419 scam/advance fee fraud included in the Longman Dictionary
While reading through The Punch Newspaper of Thursday, 8th January, 2009 there is this piece under the Super Thursday feature with the title 419 and the Longman Dictionary.
There, the writer wrote about the negative international recognition which the inclusion of the coinage "419" in the Longman Dictionary of Contemporay English brings to the country.
Also in today’s Saturday Punch, a letter was written by a reader who was complaining of Wikipedia’s unfair comment on Nigeria, as if the article on Advance fee-fraud was incorrect, the teenager went on to say Wikipedia should’t have published such article.
As much as I agree that the Article is an "image spoiler" for the country, I also know that it is no longer a ‘world news’ that Nigeria has been linked as the "Capital" of Advance fee-fraud; though this menace is going on in other countries AND that it is not just Wikipedia that is been unfair but our corrupt leaders who have deprived the Nation of resources that could have been used in developing the Country.
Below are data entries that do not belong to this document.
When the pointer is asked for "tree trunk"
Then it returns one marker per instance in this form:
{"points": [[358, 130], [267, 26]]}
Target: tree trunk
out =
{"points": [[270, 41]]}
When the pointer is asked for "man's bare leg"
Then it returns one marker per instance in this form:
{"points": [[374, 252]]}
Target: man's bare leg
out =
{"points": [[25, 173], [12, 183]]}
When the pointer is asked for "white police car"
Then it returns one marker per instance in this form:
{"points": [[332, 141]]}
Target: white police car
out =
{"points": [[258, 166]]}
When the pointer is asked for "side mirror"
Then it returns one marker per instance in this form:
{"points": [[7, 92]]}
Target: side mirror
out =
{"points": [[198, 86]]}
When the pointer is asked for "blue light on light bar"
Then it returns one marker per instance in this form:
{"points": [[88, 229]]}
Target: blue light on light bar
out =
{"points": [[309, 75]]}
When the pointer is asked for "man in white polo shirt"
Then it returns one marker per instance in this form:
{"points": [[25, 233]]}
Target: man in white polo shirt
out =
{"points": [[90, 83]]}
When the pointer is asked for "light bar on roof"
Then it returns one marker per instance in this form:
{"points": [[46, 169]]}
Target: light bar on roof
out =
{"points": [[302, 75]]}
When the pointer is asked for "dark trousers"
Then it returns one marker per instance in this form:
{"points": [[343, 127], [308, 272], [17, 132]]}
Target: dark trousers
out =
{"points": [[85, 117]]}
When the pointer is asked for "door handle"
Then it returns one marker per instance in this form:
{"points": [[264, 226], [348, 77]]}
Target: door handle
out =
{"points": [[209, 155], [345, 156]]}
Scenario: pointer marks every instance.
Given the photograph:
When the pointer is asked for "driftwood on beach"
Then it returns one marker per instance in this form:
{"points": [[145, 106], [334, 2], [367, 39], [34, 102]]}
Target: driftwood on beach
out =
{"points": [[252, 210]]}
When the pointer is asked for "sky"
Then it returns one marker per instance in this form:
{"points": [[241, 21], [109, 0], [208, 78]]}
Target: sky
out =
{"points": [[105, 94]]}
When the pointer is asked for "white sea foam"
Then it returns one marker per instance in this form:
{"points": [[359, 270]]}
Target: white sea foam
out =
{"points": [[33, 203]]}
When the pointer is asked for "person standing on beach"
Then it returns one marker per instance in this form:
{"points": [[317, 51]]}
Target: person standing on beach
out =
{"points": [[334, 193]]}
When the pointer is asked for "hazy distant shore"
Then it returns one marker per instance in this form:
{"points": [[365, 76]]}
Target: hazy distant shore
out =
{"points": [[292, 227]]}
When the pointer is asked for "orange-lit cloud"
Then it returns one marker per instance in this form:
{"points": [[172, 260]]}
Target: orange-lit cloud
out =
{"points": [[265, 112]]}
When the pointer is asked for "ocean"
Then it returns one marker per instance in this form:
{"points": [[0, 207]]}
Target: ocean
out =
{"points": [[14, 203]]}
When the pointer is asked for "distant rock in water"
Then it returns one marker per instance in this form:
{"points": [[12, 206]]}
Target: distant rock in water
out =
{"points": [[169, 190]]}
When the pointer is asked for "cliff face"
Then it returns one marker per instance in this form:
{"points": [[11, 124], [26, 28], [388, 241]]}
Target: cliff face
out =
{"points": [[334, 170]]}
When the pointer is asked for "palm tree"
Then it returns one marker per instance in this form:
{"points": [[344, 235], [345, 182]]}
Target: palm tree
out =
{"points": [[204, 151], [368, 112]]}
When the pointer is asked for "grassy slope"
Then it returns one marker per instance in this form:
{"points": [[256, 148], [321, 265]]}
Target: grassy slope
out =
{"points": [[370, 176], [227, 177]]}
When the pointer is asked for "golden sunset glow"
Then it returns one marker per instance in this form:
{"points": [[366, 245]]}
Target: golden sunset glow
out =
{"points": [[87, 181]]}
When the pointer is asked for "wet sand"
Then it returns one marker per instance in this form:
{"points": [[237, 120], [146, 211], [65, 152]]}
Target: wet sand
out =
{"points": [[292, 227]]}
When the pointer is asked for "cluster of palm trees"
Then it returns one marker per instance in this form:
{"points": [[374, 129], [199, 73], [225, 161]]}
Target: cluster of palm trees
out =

Back to the inclusion of 419scam in the Longman Dictionary of Contemporary English - it defines it as:
419 scam [countable]
an illegal way of getting money from someone by sending them an email promising that they will make a lot of money if they invest in a business activity which does not really exist [= advance fee fraud].
It is our prayer that we will get things right in this Country and our Nation shall be free from every form of Corruption; if "people in high places" will agree; but the major worry as the writer in Thursday’s Punch points out is that each time the word is used in whatsoever manner, the name of Nigeria as a country of origin will come up.